Premium cigar lovers will have to hold their breath a little while longer…
…to find out if the courts will side with the cigar industry to determine if the U.S. Food and Drug Administration’s tough new Final Deeming Rule will be overturned before the agency begins to enforce the new regulations. Last week, the District of Columbia U.S. District Court granted an extension to the U.S. Justice Department, who are representing the FDA. The trial is now set to begin on August 30.
Three major cigar and pipe industry lobby groups (
Cigar Rights of America, Cigar Association of America and International Premium Cigar and Pipe Retailers) joined forces last July to file suit against the FDA. They claim that the Final Deeming Rule the agency announced would
“violate numerous federal statutes as well as the federal rulemaking process.”
The most controversial element of the FDA’s Final Deeming Rule, which went into effect on August 8 last year, requires any new tobacco products including
“products released after February 15, 2007, to be verified by the FDA before going to market.”
This rule means the FDA now require manufacturers to submit separate applications for product verification and government approval for each one of their products that qualify. It’s the cigar industry’s worst nightmare as the agency confirmed that as feared, the rigorous new process would likely “cost hundreds of thousands of dollars” per application.
Cigar manufacturers lobbied hard
to be made exempt from the FDA’s tough new rules brought out to regulate the entire U.S. tobacco industry on the grounds that these new regulations would cripple the cigar industry, which they claim is fundamentally different to cigarettes. Instead, the FDA chose to go with the more extreme of their two original options for the regulation, which they will apply to all tobacco products. So regardless of whether a manufacturer churns out millions of cigarettes with synthetic ingredients each year or several hundred cigars handmade from all natural materials, they are all required to comply.
The lobby groups filed a Motion
for Summary Judgement in February, hoping to avoid a long and costly court battle and get back to business.
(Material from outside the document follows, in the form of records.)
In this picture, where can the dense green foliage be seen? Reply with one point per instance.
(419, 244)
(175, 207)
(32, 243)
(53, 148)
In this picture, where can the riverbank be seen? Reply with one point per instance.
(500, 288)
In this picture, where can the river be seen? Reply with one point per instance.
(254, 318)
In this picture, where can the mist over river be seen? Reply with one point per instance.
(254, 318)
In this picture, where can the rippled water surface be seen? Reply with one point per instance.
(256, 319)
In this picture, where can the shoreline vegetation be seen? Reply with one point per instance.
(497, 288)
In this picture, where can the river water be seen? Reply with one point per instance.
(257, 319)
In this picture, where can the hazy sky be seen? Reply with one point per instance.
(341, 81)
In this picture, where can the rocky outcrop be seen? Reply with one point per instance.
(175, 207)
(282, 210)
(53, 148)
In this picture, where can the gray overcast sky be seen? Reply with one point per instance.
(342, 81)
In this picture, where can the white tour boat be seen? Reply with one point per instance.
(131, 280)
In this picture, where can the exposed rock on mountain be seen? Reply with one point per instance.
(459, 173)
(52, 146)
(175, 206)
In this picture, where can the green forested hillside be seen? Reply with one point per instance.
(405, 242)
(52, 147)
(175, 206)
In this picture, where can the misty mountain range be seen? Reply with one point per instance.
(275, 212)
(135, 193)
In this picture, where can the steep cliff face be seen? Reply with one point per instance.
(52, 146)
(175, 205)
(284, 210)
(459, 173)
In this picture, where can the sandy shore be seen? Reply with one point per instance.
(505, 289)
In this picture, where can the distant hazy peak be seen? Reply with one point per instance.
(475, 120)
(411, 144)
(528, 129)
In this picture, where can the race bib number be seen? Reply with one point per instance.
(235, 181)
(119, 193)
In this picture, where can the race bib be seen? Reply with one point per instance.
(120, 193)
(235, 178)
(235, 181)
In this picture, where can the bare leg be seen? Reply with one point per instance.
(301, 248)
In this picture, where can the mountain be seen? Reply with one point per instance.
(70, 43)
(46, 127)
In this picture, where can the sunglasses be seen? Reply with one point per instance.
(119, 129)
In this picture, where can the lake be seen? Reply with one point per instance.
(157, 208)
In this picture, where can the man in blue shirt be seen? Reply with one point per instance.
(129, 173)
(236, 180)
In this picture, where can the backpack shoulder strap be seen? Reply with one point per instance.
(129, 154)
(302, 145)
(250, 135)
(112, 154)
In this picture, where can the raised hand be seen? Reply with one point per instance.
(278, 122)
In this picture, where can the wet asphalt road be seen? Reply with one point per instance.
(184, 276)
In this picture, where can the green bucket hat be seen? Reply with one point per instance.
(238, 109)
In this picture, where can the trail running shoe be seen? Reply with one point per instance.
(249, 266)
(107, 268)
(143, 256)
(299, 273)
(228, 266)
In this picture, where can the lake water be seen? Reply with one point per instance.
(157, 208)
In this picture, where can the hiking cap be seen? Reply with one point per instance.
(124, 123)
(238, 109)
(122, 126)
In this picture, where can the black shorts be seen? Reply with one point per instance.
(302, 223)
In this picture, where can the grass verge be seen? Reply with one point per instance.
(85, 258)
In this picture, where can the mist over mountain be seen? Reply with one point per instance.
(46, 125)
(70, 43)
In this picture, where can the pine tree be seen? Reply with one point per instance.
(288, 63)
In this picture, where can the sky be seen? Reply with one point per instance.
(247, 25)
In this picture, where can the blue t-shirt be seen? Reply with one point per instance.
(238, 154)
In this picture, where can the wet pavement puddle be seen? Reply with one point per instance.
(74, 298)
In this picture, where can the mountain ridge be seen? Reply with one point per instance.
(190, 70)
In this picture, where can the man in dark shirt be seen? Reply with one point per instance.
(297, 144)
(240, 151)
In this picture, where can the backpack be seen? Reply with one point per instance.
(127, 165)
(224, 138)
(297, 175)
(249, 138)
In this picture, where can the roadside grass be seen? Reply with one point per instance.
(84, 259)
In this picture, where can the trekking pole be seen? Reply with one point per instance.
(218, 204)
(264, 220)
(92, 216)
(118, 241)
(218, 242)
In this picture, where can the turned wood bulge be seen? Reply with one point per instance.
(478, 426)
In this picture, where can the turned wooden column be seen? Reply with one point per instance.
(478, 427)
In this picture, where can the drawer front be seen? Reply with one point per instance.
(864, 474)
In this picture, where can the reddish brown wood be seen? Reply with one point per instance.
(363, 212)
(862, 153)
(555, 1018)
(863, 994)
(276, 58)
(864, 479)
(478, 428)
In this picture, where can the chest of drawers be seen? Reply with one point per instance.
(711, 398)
They argue that the FDA’s Final Deeming Rule imposes unreasonable demands that violate the First and Fifth Amendments and will unfairly threaten the livelihood of the cigar industry, particularly the smaller family-owned and boutique cigar manufacturers producing premium cigars.
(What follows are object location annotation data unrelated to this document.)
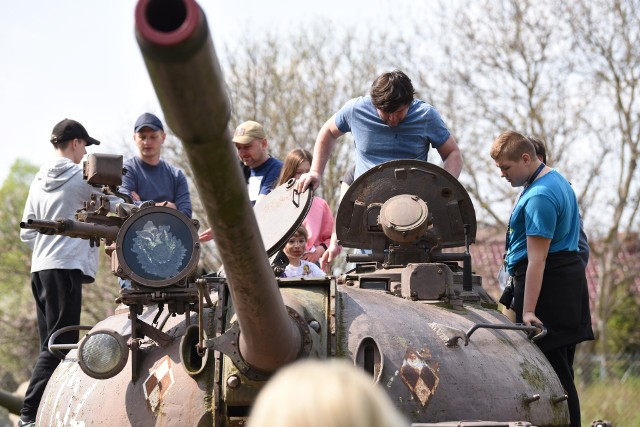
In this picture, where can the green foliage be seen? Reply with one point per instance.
(19, 342)
(622, 324)
(19, 339)
(614, 401)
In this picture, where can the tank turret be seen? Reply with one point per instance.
(187, 349)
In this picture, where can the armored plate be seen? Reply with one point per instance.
(280, 213)
(449, 204)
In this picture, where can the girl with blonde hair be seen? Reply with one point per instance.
(324, 393)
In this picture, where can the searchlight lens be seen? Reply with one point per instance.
(103, 354)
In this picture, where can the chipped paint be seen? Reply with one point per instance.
(390, 382)
(419, 377)
(158, 383)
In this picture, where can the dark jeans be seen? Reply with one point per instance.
(58, 295)
(561, 360)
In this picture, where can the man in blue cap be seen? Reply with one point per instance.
(149, 177)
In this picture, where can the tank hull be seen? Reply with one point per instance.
(491, 378)
(164, 394)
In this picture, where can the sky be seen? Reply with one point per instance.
(79, 59)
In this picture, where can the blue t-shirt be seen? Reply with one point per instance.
(547, 208)
(376, 142)
(263, 178)
(162, 182)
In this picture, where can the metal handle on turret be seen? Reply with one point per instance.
(534, 332)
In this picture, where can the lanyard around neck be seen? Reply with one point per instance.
(529, 182)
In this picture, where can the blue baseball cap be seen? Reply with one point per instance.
(148, 120)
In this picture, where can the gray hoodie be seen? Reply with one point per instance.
(58, 191)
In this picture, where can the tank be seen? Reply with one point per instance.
(189, 349)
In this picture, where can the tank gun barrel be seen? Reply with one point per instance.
(11, 402)
(174, 39)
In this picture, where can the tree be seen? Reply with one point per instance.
(607, 35)
(19, 343)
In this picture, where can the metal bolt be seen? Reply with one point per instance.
(532, 398)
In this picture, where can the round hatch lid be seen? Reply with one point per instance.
(280, 213)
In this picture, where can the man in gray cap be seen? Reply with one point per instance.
(264, 170)
(149, 177)
(59, 264)
(253, 150)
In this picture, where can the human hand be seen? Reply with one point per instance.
(167, 204)
(206, 235)
(309, 179)
(529, 318)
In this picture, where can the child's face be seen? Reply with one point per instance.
(296, 246)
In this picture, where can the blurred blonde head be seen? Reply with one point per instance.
(332, 393)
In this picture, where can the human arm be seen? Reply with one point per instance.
(319, 225)
(537, 250)
(331, 253)
(451, 156)
(326, 139)
(28, 235)
(182, 200)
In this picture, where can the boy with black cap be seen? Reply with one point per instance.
(149, 177)
(59, 264)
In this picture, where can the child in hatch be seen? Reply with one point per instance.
(294, 249)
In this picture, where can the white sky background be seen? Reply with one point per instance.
(79, 59)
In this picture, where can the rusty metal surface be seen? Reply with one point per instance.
(159, 397)
(489, 379)
(280, 214)
(188, 80)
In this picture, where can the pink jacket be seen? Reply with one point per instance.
(319, 224)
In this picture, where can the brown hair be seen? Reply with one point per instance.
(511, 145)
(541, 149)
(391, 91)
(301, 231)
(291, 163)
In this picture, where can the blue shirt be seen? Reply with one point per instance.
(263, 178)
(547, 208)
(162, 182)
(376, 142)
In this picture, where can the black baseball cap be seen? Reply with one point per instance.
(148, 120)
(68, 129)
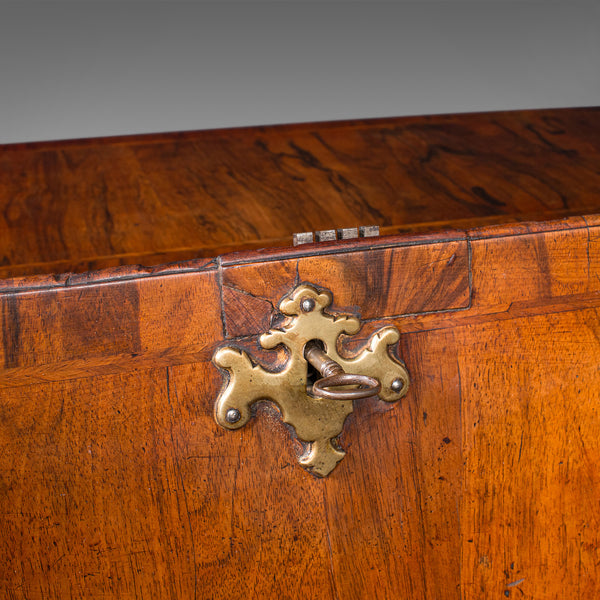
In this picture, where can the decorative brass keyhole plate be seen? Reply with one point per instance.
(316, 420)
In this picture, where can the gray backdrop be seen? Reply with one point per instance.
(78, 69)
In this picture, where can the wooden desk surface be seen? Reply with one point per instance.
(88, 204)
(482, 482)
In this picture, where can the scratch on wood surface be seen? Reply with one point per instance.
(180, 475)
(331, 570)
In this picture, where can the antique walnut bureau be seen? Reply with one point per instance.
(157, 324)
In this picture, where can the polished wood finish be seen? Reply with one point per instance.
(91, 204)
(483, 482)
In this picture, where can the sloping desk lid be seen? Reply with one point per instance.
(85, 205)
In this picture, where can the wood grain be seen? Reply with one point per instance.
(91, 204)
(483, 482)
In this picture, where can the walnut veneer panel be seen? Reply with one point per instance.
(116, 482)
(91, 204)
It will simply be too costly
to comply with the new regulations for all but perhaps the largest cigarette manufacturers and the smaller cigar makers would soon have to put an end to new product development, which they say is critical to business, as well as having to cull dozens of successful product lines.
The clock is ticking,
and if the courts decide not to intervene, cigar manufacturers will only have two years to continue selling cigars released within the last ten years before the FDA says they will crack down. Products that have an application pending will be given an additional year to comply. In other words, your favourite cigars may begin to disappear from store shelves as early as August 2018.